A molasses spill at Honolulu Harbor is slowing killing marine life. A ship loaded with 1,600 tons of molasses to ship to the West Coast was discovered to have a faulty pipeline. According to a press release, Matson ship representatives informed the Hawaii Department of Health that about 233,000 gallons of the liquid has infected the harbor. As a result, thousands of sea creatures are dying, struggling to breathe. Unlike an oil spill, molasses runs deep to the bottom of the ocean, absorbing all oxygen.

Matson released a statement apologizing for the marine ecological disaster, ensuring this won’t happen again. But why weren't the pipes checked prior to loading the ship? If a proper safety check was administered, the incident negatively impacting marine life may have been prevented. Although the sugary goo doesn't directly impact human life, officials are warning locals to steer away from the waters as the carcasses of fish are known to attract hungry sharks and barracuda.

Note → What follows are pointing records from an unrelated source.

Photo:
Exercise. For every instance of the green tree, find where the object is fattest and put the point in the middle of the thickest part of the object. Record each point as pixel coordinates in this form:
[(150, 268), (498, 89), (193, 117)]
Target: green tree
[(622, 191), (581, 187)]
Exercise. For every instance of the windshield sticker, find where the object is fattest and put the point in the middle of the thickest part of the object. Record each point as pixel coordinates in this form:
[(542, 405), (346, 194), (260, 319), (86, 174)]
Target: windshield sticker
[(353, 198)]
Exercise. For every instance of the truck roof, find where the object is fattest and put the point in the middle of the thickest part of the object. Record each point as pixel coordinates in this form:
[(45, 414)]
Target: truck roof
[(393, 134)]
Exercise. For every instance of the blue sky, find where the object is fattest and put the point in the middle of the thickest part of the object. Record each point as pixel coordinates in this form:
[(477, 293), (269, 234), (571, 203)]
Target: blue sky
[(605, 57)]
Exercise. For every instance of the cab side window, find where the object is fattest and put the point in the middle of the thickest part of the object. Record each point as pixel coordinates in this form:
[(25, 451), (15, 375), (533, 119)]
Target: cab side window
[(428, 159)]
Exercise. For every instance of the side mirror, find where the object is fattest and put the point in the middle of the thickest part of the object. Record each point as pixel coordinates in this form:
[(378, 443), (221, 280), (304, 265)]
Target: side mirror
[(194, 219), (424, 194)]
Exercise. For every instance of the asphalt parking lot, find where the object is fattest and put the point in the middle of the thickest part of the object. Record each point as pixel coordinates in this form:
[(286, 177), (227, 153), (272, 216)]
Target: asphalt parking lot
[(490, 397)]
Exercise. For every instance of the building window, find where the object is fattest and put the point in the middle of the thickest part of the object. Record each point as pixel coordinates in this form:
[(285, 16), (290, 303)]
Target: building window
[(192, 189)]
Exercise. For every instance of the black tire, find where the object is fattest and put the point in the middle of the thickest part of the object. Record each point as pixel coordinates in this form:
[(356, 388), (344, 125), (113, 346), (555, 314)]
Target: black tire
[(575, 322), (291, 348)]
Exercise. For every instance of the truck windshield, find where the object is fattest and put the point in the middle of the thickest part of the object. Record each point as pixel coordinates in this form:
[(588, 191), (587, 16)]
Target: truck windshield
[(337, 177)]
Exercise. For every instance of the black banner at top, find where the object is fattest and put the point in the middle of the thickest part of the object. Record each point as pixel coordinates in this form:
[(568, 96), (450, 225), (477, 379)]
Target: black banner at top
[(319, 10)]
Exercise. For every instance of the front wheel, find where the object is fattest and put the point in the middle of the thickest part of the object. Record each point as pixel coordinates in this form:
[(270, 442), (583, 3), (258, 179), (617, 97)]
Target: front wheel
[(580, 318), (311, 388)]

There is not much that can be done to clean the spill as molasses dissipates on its own. In the meantime, locals must witness the agonizing death of numerous of beautiful tropical fish, eels and crabs.

Reef biologist Dave Gulko from the Department of Land and Natural Resources comments, "We're seeing thousands of them. A lot of fish that are in that very stressed situation in very shallow water. We're seeing reef fish you'd never see. Butterfly fish, eels, etc. ... all right up next to the shoreline."

Given Matson refused a request to interview with Hawaii News Now, so it's uncertain as to why Matson ship didn't conduct some form of safety procedures before loading the molasses. The leak could have incidentally occurred after the initial loading, but in that case, the ship should have still been inspected on a regular basis to confirm that it could carry 1,600 tons of the sugary liquid. In either case, the sea creatures at Honolulu Harbor will continue along the unfortunate road to their watery graves.